ERIC Number: ED449277
Record Type: RIE
Publication Date: 2000-Dec-12
High School Dropout, Race-Ethnicity, and Social Background from the 1970s to the 1990s.
Hauser, Robert M.; Simmons, Solon J.; Pager, Devah I.
This paper uses data from the October Current Population Surveys, which involved 167,400 youth age 14-24 years who were subject to the risk of high school dropout, to examine the effects of race, ethnicity, and social background on high school students' dropout rates. Research indicates that between 1972 and 1998, the dropout rate was least among whites and greatest among Hispanics, and it has declined among whites and African Americans since the late 1970s. Annual dropout rates are successively higher in each of the last 3 years of high school. Males drop out more than females.

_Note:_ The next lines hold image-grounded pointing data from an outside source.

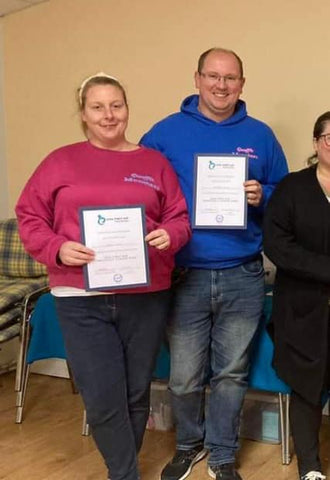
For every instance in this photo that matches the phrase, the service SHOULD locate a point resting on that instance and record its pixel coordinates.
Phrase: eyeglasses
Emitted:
(326, 137)
(214, 78)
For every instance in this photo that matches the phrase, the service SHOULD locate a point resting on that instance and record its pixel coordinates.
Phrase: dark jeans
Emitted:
(112, 343)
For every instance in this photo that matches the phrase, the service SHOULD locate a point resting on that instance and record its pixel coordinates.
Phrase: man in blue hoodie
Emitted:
(218, 303)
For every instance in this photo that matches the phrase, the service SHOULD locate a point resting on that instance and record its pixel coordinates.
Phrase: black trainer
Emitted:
(313, 475)
(181, 464)
(224, 472)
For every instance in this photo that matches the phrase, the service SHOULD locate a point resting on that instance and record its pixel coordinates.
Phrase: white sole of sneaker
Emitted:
(211, 473)
(197, 459)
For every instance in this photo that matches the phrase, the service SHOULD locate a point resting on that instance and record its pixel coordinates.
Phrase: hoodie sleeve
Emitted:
(174, 219)
(277, 168)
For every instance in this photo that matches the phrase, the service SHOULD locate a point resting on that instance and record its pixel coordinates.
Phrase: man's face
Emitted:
(220, 85)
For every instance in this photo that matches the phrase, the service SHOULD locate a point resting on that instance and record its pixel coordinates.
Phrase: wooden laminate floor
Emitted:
(48, 445)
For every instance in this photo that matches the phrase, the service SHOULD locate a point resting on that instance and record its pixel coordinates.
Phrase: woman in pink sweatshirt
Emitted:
(111, 336)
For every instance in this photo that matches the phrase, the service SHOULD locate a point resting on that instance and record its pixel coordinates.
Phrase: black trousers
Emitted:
(305, 422)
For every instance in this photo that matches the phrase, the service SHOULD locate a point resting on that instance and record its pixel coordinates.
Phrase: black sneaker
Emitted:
(224, 472)
(181, 464)
(313, 475)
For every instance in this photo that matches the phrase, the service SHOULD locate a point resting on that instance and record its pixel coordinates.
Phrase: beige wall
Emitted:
(3, 161)
(152, 46)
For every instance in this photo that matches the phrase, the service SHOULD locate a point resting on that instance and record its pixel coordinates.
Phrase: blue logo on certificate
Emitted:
(212, 165)
(101, 220)
(117, 277)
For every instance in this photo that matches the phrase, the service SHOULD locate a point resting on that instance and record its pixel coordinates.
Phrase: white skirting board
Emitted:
(55, 367)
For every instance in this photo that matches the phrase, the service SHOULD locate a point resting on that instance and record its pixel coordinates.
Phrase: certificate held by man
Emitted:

Social background favors school continuation among whites relative to minorities, but trends in background are favorable to both whites and African Americans. Residence in a large, central city increases high school dropout rates among whites and African Americans. The end of compulsory school attendance increases dropout rates, especially among minorities. Having a female head of household increases dropout, particularly among whites. The postsecondary education of parents and home ownership sharply lower dropout. Residential location, family structure, and socioeconomic standing should inform the understanding of changes in high school dropout rates, as should the dynamics of the economy and of educational policy. (Contains 26 figures and 27 references.) (SM)
Publication Type: Numerical/Quantitative Data; Reports - Descriptive
Education Level: N/A
Sponsor: Russell Sage Foundation, New York, NY.; Spencer Foundation, Chicago, IL.